« C'est très rare » : le procès de Tran To Nga renvoyé devant l'assemblée plénière de la Cour de cassation
La Cour de cassation a rendu un arrêt surprenant le 8 juillet, dans l'affaire qui confronte Tran To Nga aux firmes productrices de l'agent orange durant la guerre du Vietnam. Elle a ordonné le renvoi vers son assemblée plénière, rallongeant le calendrier judiciaire de 6 mois à un an.

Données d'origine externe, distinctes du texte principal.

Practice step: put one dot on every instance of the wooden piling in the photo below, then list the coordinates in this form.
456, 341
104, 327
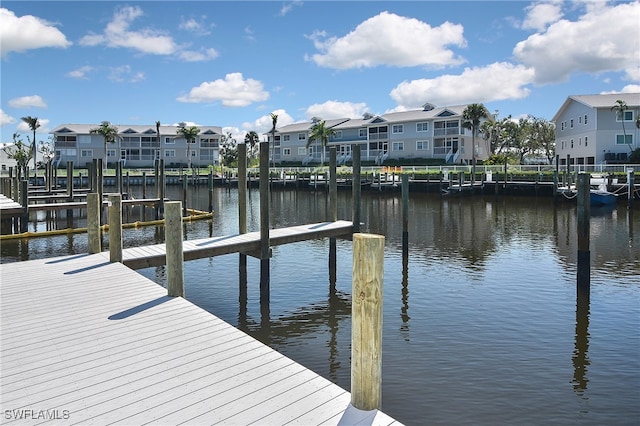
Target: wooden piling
584, 212
357, 188
366, 318
175, 255
242, 218
264, 222
93, 222
24, 201
631, 188
333, 207
405, 215
115, 227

Le procès de Tran To Nga, une Vietnamienne de 78 ans, a été renvoyé devant l'assemblée plénière de la Cour de cassation en France. Tran To Nga est une victime de l'Agent Orange, un herbicide utilisé par l'armée américaine pendant la guerre du Vietnam (1961-1975). Elle a engagé un procès contre plusieurs entreprises américaines et allemandes, qu'elle accuse d'avoir produit et vendu cet herbicide, malgré la connaissance de ses effets toxiques. L'Agent Orange contenait de la dioxine, une substance chimique extrêmement dangereuse, responsable de graves maladies comme des cancers, des malformations congénitales et des troubles neurologiques. Ce procès est considéré comme rare car il s'agit d'une tentative de faire reconnaître la responsabilité des entreprises dans les dommages causés par des produits chimiques utilisés lors d'un conflit armé.

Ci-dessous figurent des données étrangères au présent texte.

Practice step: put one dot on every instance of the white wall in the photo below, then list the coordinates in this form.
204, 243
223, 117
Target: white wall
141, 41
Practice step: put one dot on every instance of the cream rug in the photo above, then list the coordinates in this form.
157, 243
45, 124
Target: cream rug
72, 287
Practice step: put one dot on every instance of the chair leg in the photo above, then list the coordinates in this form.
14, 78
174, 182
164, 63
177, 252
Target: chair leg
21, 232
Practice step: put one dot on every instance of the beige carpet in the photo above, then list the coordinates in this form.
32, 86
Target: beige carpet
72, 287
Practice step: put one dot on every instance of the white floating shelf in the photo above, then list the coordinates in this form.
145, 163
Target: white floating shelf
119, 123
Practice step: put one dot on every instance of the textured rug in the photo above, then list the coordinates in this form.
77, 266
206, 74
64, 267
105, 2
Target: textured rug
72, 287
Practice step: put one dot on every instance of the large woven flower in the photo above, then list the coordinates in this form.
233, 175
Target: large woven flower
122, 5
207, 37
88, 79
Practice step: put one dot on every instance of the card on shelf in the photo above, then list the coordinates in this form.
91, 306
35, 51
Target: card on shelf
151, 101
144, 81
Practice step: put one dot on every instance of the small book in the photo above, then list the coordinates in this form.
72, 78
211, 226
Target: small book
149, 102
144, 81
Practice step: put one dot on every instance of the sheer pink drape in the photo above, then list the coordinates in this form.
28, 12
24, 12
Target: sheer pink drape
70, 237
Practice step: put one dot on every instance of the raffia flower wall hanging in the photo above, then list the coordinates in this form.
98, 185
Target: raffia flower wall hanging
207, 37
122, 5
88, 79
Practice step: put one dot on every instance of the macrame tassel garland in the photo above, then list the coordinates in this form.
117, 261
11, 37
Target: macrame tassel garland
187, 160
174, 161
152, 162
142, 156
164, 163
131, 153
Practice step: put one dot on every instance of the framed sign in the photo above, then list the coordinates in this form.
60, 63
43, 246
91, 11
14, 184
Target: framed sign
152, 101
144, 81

La Cour de cassation est la plus haute juridiction française en matière de droit civil et pénal. Elle ne juge pas les faits d'un procès, mais vérifie que les règles de droit ont été correctement appliquées par les tribunaux inférieurs. Dans ce cas, l'assemblée plénière de la Cour de cassation est saisie car le procès soulève des questions juridiques complexes et inédites. Ces questions portent notamment sur la possibilité d'engager la responsabilité des entreprises pour des actes commis dans le cadre d'un conflit étranger, ainsi que sur l'application du droit français à des faits survenus à l'étranger. Une décision de la Cour de cassation est attendue avec attention, car elle pourrait établir un précédent juridique majeur.

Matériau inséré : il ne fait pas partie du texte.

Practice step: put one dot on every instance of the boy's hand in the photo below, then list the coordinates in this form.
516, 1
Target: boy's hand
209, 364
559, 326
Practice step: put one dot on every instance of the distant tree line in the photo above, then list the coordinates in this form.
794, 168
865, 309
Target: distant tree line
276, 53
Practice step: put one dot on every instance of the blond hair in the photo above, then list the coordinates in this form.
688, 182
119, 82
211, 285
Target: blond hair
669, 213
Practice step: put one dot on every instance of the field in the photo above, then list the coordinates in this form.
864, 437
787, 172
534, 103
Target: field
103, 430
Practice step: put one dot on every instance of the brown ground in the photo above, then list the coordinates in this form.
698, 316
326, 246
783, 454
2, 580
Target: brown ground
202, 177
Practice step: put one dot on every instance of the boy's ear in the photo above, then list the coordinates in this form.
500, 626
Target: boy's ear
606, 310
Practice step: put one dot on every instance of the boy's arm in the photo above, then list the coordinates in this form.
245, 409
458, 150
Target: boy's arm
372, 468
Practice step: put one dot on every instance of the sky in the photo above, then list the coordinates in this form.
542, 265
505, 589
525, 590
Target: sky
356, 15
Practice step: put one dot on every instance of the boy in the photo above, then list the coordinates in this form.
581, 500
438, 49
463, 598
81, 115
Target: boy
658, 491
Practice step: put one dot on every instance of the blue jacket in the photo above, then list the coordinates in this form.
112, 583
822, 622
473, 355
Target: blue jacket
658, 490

Pendant la guerre du Vietnam (1955-1975), l'armée américaine a utilisé massivement l'Agent Orange dans le cadre de l'opération Ranch Hand. Entre 1961 et 1971, environ 76 millions de litres de ce défoliant ont été déversés sur les forêts et les cultures du Vietnam, du Laos et du Cambodge. L'objectif était de priver les combattants vietnamiens de leur couverture végétale et de leurs ressources alimentaires. On estime que près de 4,8 millions de Vietnamiens ont été exposés à l'Agent Orange, entraînant des conséquences sanitaires et environnementales durables. Aujourd'hui, des générations de Vietnamiens souffrent encore des effets de cette exposition, avec des milliers de cas de malformations congénitales et de cancers.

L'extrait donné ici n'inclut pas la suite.